How do their memory bandwidths compare?▾
RTX 3080 Ti offers 760 GB/s, surpassing A10's 600 GB/s. Higher bandwidth benefits data-intensive inference. A10 compensates with more VRAM.
What are the FP16 performance differences?▾
A10 delivers 31.2 TFLOPS FP16, slightly above RTX 3080 Ti's 29.8 TFLOPS. Both excel in tensor operations for AI. Difference is under 5 percent.
Which is cheaper in the cloud?▾
RTX 3080 Ti starts at $0.08/hr (average $0.14/hr across 4 offers), far below A10's $0.60/hr (average $1.06/hr across 3 offers). Ti wins on cost.
Compare their power consumption.▾
A10 uses 150W TDP, half the RTX 3080 Ti's 320W. A10 supports denser deployments. RTX 3080 Ti requires more power infrastructure.

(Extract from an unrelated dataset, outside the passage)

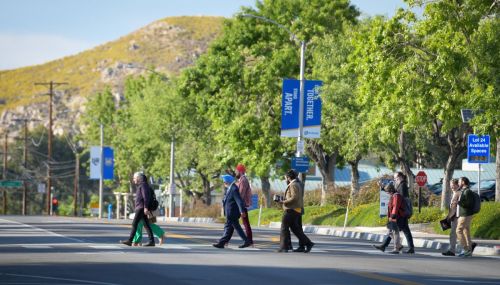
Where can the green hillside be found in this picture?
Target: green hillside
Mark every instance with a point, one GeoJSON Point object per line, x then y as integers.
{"type": "Point", "coordinates": [169, 45]}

Are both suitable for PCIe cloud instances?▾
Yes, both use PCIe form factors. A10 targets datacenters, RTX 3080 Ti adapts from consumer setups. Compatibility is identical.
Which is cheaper to rent, the A10 or the RTX 3080?▾
Cloud rental prices for both the A10 and RTX 3080 vary by provider, configuration, and availability. This page shows live pricing from 25+ providers updated every 60 seconds. Scroll to the Live Cloud Pricing section to compare current rates.
How much VRAM does the A10 have compared to the RTX 3080?▾
The A10 has 24 GB of GDDR6 memory. The RTX 3080 has 10 to 12 GB of GDDR6X memory.
Can I find A10 and RTX 3080 GPUs available to rent right now?▾
Yes. This page shows real-time availability across 25+ cloud GPU providers. The Live Cloud Pricing section displays only in-stock offers with current pricing.
What is the main difference between the A10 and the RTX 3080?▾
The A10 uses the Ampere architecture (2021) while the RTX 3080 uses Ampere (2020). The A10 delivers 1.0x the FP16 throughput and 1.3x the memory bandwidth of the RTX 3080.